Tanzania’s Next Leader to Face Predecessor’s Covid Denialism
(Bloomberg) -- Tanzania’s response to the coronavirus will be one of the key issues facing the successor to deceased President John Magufuli, whose unorthodox response to the disease ilicited international consternation.
Under Tanzania’s constitution, 61-year-old Vice President Samia Suluhu Hassan is set to take over from Magufuli and serve out his term, which was due to end in 2025.
Magufuli, who died on Wednesday, dominated policy making in the southeast African nation after taking office in 2015, centralizing control in his office and appointing allies to key government posts. His death could create a power vacuum in the ruling party, delay or scupper key projects and foreshadow a rethink on the government’s handling of the pandemic.
These are some of the key issues to watch:
By succeeding Magufuli, Hassan would be the first woman to become president in the six-nation East African Community economic bloc.
Magufuli’s running mate in 2015, Hassan became vice president when he took power and retained her post after he won a second term in October. Her reputation as a moderate, consensus-building politician is starkly different to Magufuli’s -- he was known for his abrasive leadership style that earned him the nickname of ‘The Bulldozer.’
Should Hassan be unable to assume the presidency, the next in the succession line is National Assembly Speaker Job Ndugai. Ultimately, the ruling Chama Cha Mapinduzi party will determine who wields power once the dust has settled after Magufuli’s death.
Magufuli’s successor will need to decide whether or not to reverse course on his controversial Covid-19 strategy, roll out vaccines and enforce the wearing of face masks to bring the disease under control.
The former president drew widespread criticism for his approach -- he declared the country free of the coronavirus, banned the publication of infection data and urged people to pray to safeguard their health.
Despite his denialism, public hospitals were swamped in January and February by patients displaying Covid-19 symptoms and funeral masses became daily occurrences, indicating that the nation clearly had a major public health crisis on its hands.
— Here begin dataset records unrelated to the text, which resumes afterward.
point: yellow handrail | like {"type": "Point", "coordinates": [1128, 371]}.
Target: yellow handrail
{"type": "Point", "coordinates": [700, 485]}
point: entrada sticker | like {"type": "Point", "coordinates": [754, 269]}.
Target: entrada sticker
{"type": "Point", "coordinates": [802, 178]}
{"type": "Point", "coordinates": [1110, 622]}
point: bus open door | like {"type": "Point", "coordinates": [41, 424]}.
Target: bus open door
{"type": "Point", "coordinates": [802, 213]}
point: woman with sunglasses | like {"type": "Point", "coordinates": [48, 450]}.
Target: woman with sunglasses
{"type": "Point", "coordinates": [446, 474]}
Magufuli spearheaded a major infrastructure investment drive, and pending decisions on whether to proceed with several mega-projects will now fall to his successor.
They include the construction of a $3.5 billion crude oil pipeline from Uganda to Tanzania’s coast led by Total SA, a long-delayed $30 billion liquefied natural gas development in the south of the country, a new standard-gauge railway line and a hydropower plant.
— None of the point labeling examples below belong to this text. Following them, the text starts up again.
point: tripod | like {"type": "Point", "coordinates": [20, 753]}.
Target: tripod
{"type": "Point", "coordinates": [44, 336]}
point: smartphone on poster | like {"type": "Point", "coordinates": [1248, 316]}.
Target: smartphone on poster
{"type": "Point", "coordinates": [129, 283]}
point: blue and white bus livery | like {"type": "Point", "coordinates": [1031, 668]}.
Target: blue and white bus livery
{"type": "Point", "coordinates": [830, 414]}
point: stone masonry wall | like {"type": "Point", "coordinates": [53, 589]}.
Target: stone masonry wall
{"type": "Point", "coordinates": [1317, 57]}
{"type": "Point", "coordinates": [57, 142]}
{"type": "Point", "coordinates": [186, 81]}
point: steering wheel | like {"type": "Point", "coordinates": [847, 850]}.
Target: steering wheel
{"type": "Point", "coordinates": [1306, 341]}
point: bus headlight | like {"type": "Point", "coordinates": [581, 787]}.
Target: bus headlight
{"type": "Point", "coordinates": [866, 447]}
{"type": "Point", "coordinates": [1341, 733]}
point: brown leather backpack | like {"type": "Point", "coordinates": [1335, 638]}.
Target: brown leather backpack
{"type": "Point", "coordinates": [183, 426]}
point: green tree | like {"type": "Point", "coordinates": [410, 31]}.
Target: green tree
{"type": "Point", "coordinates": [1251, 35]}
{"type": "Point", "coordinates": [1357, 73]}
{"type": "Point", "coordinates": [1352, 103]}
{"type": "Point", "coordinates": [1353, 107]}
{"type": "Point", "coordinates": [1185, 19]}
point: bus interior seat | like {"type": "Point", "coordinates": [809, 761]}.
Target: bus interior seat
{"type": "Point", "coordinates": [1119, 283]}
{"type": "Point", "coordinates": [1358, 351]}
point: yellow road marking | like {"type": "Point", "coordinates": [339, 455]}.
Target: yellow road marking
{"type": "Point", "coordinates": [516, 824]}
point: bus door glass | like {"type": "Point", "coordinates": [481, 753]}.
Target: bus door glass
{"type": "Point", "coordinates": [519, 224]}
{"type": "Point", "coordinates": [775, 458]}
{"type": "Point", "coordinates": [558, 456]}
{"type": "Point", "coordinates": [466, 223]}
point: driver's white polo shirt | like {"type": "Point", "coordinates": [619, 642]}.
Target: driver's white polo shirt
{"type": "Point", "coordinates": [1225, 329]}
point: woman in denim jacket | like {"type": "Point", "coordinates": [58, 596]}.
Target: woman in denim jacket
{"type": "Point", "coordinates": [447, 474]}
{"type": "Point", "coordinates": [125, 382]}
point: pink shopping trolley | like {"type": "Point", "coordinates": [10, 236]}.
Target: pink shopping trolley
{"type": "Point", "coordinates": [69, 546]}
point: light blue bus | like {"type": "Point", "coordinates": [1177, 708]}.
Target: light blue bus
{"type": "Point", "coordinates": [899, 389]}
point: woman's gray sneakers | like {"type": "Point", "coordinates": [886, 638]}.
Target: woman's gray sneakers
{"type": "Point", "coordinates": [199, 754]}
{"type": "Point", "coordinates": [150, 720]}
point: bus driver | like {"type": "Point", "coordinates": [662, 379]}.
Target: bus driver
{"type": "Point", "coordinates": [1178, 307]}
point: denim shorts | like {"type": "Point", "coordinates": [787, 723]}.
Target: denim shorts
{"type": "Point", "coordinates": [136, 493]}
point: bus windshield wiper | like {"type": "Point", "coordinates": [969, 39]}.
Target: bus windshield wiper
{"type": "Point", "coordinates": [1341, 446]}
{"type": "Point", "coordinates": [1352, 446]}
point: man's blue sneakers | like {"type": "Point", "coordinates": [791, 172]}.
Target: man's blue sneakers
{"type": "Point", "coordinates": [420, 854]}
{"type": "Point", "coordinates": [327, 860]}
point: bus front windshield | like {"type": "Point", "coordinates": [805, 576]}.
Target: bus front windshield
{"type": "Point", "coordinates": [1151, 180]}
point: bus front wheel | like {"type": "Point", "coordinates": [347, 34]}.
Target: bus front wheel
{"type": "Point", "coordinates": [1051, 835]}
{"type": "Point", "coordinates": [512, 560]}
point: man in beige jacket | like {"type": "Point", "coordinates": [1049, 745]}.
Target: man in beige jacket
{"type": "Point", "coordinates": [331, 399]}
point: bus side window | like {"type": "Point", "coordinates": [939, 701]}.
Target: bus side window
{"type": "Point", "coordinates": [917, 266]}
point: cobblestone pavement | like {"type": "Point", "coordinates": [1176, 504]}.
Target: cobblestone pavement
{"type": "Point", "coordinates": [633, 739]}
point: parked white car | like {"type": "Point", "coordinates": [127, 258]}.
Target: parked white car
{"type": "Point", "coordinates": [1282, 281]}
The nation’s new leader will also need to decide whether to run the risk of alienating international investors and press ahead with controversial mining reforms that Magufuli said were needed to ensure the nation derives greater benefit from its natural resources.
In 2017, the authorities asked Barrick Gold Corp.’s local unit to pay a whopping $190 billion tax bill -- a dispute the company settled by paying $300 million and creating a mining joint venture with the state. The government has since said it wants to renegotiate terms with other mining companies, including AngloGold Ashanti Ltd., and secure stakes in their projects.
Magufuli also sought to boost local ownership of other industries. In November 2019, mobile-phone company Bharti Airtel Ltd. agreed to reduce its stake in its Tanzanian unit to 51% from 60%, after a dispute with the government.